Through 2025 and 2026, affordable and low-income housing developments have faced severe insurance challenges, primarily driven by soaring premium costs, coverage denials, and stricter policy exclusions. Because affordable housing developers and operators work with heavily regulated, fixed-income streams, massive spikes in insurance expenses have eaten directly into budgets, threatening the survival of existing properties and stalling the creation of new developments. Faced with rising premium costs and even all-out denials of coverage, developers struggle to ensure adequate insurance coverage for new construction and acquisition/rehabilitation.
What trends or shifts have stood out most to you so far this year within your industry?
Spiraling Costs: Rates have skyrocketed, driven by general inflation, higher building replacement costs, and more frequent severe weather events tied to climate change.
Reduced Limits and Higher Deductibles: Even when coverage is available, insurers offer lower maximum payout limits while requiring developers to pay much higher deductibles in the event of damage.
What challenges or opportunities have had the biggest impact on your business during the first half of 2026?
Industry experts point to several forces that will determine how much of today’s policy and financing momentum can translate into sustained affordability in 2026 and beyond. Interest rates remain the dominant variable and future cuts will flow into both construction and permanent financing over the coming year. Even with some rate relief, many expect a lag before development pipelines begin to rebuild. Federal budget decisions will have significant implications too, with only a fraction of income-eligible households currently receiving rental assistance, and existing HUD programs are under strain. Private-activity bond supply is another key uncertainty heading into 2026. Rising insurance costs and climate exposure round out the list of pressures.
As we look ahead to the second half of the year, what are you watching most closely?

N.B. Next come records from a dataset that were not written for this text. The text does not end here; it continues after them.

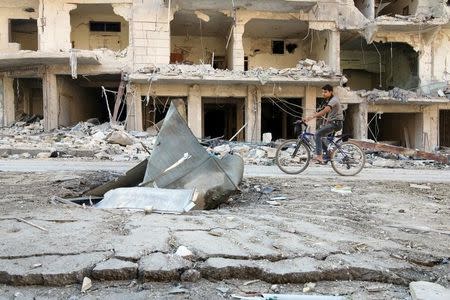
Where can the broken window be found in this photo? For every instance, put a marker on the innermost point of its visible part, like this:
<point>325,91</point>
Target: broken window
<point>105,26</point>
<point>24,33</point>
<point>378,65</point>
<point>154,109</point>
<point>444,128</point>
<point>276,43</point>
<point>222,117</point>
<point>89,97</point>
<point>200,38</point>
<point>277,47</point>
<point>399,129</point>
<point>278,115</point>
<point>366,7</point>
<point>392,8</point>
<point>96,26</point>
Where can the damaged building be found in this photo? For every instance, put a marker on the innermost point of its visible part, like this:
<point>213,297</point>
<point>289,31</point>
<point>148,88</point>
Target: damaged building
<point>250,65</point>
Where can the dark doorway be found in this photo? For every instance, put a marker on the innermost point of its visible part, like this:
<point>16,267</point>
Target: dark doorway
<point>444,128</point>
<point>278,116</point>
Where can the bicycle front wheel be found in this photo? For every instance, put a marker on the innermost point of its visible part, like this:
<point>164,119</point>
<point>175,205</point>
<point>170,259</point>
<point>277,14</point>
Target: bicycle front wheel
<point>292,157</point>
<point>348,159</point>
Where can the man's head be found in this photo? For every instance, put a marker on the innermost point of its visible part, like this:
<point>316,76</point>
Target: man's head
<point>327,91</point>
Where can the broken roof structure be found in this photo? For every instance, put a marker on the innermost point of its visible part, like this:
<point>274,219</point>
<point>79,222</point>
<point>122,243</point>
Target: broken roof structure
<point>257,65</point>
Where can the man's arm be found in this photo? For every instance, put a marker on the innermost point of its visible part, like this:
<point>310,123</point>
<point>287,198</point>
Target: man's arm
<point>319,114</point>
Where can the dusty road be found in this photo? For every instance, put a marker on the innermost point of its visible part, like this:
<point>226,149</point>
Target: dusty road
<point>365,237</point>
<point>313,172</point>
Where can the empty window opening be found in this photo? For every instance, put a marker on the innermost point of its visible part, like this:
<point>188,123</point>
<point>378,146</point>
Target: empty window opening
<point>24,33</point>
<point>28,99</point>
<point>444,128</point>
<point>200,38</point>
<point>378,65</point>
<point>154,110</point>
<point>105,26</point>
<point>278,115</point>
<point>392,8</point>
<point>84,98</point>
<point>399,129</point>
<point>366,7</point>
<point>352,121</point>
<point>279,43</point>
<point>277,47</point>
<point>96,26</point>
<point>222,117</point>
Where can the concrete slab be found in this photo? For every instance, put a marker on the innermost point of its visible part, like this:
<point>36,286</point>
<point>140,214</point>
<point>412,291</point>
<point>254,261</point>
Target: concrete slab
<point>49,269</point>
<point>423,290</point>
<point>162,267</point>
<point>33,58</point>
<point>115,269</point>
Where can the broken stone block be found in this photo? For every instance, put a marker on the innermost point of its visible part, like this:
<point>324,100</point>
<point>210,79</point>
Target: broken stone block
<point>162,267</point>
<point>267,137</point>
<point>422,290</point>
<point>191,275</point>
<point>121,138</point>
<point>115,269</point>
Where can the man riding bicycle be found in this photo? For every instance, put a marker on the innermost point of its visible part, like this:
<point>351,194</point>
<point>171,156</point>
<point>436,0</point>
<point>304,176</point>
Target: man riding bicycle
<point>333,121</point>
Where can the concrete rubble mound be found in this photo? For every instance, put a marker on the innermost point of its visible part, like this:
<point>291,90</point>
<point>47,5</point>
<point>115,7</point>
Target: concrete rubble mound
<point>304,68</point>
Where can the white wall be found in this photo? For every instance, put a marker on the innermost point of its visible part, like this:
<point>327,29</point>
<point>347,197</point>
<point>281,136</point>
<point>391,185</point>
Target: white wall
<point>14,13</point>
<point>83,38</point>
<point>192,51</point>
<point>264,58</point>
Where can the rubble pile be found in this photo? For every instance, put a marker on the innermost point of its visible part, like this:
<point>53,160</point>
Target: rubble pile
<point>304,68</point>
<point>104,141</point>
<point>112,142</point>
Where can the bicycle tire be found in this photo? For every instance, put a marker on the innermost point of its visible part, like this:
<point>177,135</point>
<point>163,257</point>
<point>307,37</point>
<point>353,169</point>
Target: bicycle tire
<point>348,159</point>
<point>289,164</point>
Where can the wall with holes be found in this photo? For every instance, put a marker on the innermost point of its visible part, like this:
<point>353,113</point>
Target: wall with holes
<point>83,38</point>
<point>259,53</point>
<point>194,49</point>
<point>11,12</point>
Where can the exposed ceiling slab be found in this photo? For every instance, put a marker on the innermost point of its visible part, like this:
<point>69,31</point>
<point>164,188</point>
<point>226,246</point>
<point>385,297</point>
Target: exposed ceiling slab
<point>24,58</point>
<point>260,5</point>
<point>282,29</point>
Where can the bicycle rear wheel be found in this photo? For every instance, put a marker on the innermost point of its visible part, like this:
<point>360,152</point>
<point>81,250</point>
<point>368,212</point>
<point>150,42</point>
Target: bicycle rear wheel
<point>348,159</point>
<point>292,157</point>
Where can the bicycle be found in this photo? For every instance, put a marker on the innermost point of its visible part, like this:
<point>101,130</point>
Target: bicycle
<point>293,156</point>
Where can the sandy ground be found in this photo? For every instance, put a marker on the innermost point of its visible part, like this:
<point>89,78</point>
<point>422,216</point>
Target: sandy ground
<point>324,218</point>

Industry professionals widely view the upcoming changes to LIHTC and bond financing as the most consequential developments shaping 2026. The new 25% bond test for 4% LIHTC transactions, in particular, is expected to unlock meaningful production. More projects should qualify for tax-exempt bonds and credits, but they caution that soft funding sources will remain limited, and a larger volume of available credits could continue to depress equity pricing.